The evolution of advanced parking technology continues to progress. With advancements in various urban advanced driver assistance systems (ADAS) and the fusion of video-based sensors, the ultimate era of autonomous parking is swiftly approaching, says Hyundai Mobis.
The Korea-based supplier has developed an improved version of the next-generation parking control system called MPS (Mobis Parking System) that it pioneered in 2021. The company presented the new MPS 1.0P (Premium) technology at the AutoSens Brussels conference being held this week. It says that adding new parking control and “core element” technologies to the existing technology further solidified its foothold in the high-performance parking control sector, according to industry assessments.
A key feature of the technology is the Memory Parking Assist (MPA). When a driver executes parking in the path-learning mode, the vehicle learns the process and allows for future autonomous parking with a single touch by the driver for that parking space. Parking stress is eliminated as remote parking in the same location is possible based on the previously learned driving path.
The parking technology is enabled by the fusion of video-based sensors, ultrasonic sensors, and SVM (Surround View Monitor) cameras. It simultaneously measures vehicle location and maps using available information obtained and robotics techniques supporting up to a 100-m storage distance. The technology is expected to be well-received in countries in Europe and in China, where designated parking areas or private garages are relatively common.
Notably, Hyundai Mobis says that since the next-generation parking control was developed solely with ultrasonic and SVM cameras and without expensive radar or lidar sensors, it offers cost advantages. So, it anticipates rapid adoption in regular vehicles globally.
Another core technology of the system is an upgraded Remote Smart Parking Assist (RSPA). Already applied to several production cars, the previous RSPA recognizes parking spaces through ultrasonic sensors and supports both perpendicular and parallel parking without the need for the driver to steer. The presence of a vehicle nearby is necessary for ultrasonic detection.
For the new RSPA 2, engineers added a parking-line recognition feature through video-based sensor fusion. It supports autonomous parking even in an empty parking space without surrounding vehicles by recognizing the parking lines.
Hyundai Mobis plans to continue its research and development to the level of fully unmanned autonomous parking commonly called AVP (Auto Valet Parking). The company is in a race with other suppliers to develop what is expected to be one of the first passenger-car SAE Level 4 technologies due to market drivers and made possible by the slow vehicle speeds and relatively controlled environments of parking structures.
In January, Bosch announced plans with car-park-management company APCOA to provide an infrastructure-based version of the technology in 15 parking garages across Germany. It comes after AVP was approved for commercial at Stuttgart airport, with work to expand the infrastructure-based, automated Level 4 parking system starting this year.
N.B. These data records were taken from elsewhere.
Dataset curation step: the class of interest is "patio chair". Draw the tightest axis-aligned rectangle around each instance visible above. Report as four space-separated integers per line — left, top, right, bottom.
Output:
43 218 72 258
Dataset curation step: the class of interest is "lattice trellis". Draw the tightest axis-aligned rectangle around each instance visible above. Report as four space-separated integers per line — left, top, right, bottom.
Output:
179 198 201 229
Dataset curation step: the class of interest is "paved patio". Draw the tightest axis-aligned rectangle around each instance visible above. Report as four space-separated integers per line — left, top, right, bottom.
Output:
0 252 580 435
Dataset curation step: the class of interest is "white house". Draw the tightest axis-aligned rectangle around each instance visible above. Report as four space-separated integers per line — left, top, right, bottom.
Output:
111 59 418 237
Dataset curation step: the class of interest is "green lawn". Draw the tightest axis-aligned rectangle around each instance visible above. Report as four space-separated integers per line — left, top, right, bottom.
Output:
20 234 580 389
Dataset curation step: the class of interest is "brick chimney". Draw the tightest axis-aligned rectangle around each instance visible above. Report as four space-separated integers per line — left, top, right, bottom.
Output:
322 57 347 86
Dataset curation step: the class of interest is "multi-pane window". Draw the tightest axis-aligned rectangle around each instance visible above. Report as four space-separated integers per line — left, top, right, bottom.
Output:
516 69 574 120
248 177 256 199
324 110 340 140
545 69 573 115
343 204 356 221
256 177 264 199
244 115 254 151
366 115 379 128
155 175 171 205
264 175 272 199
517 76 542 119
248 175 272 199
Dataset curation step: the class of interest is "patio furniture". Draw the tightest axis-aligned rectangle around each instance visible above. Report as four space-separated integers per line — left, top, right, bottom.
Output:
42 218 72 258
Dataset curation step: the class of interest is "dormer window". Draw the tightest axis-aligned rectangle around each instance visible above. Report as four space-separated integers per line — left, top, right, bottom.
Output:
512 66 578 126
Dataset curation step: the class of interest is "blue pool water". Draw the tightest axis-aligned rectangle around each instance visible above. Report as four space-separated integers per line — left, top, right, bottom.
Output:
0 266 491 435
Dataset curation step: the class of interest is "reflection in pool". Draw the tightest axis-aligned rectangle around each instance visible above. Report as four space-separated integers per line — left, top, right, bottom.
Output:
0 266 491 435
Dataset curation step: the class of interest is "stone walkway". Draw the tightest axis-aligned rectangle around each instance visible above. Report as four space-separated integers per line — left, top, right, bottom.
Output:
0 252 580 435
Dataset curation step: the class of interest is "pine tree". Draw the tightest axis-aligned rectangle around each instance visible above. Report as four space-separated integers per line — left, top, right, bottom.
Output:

The partners are first planning to make up to four parking spaces per parking garage ready for AVP. However, Bosch’s modular system will allow the number of parking spaces featuring the infrastructure technology to be quickly expanded to up to 200 parking bays at each of the 15 locations.
Just after the Bosch announcement, Valeo and BMW Group announced they were co-developing next-generation high-end parking “user experiences” for customers on private grounds and parking facilities. Ranging from automated maneuver assistance to Level 4 AVP, all functions will be based on technology and sensors in the car. However, infrastructure-based services will also be jointly developed for fully automated parking and charging in enabled public parking facilities and sites.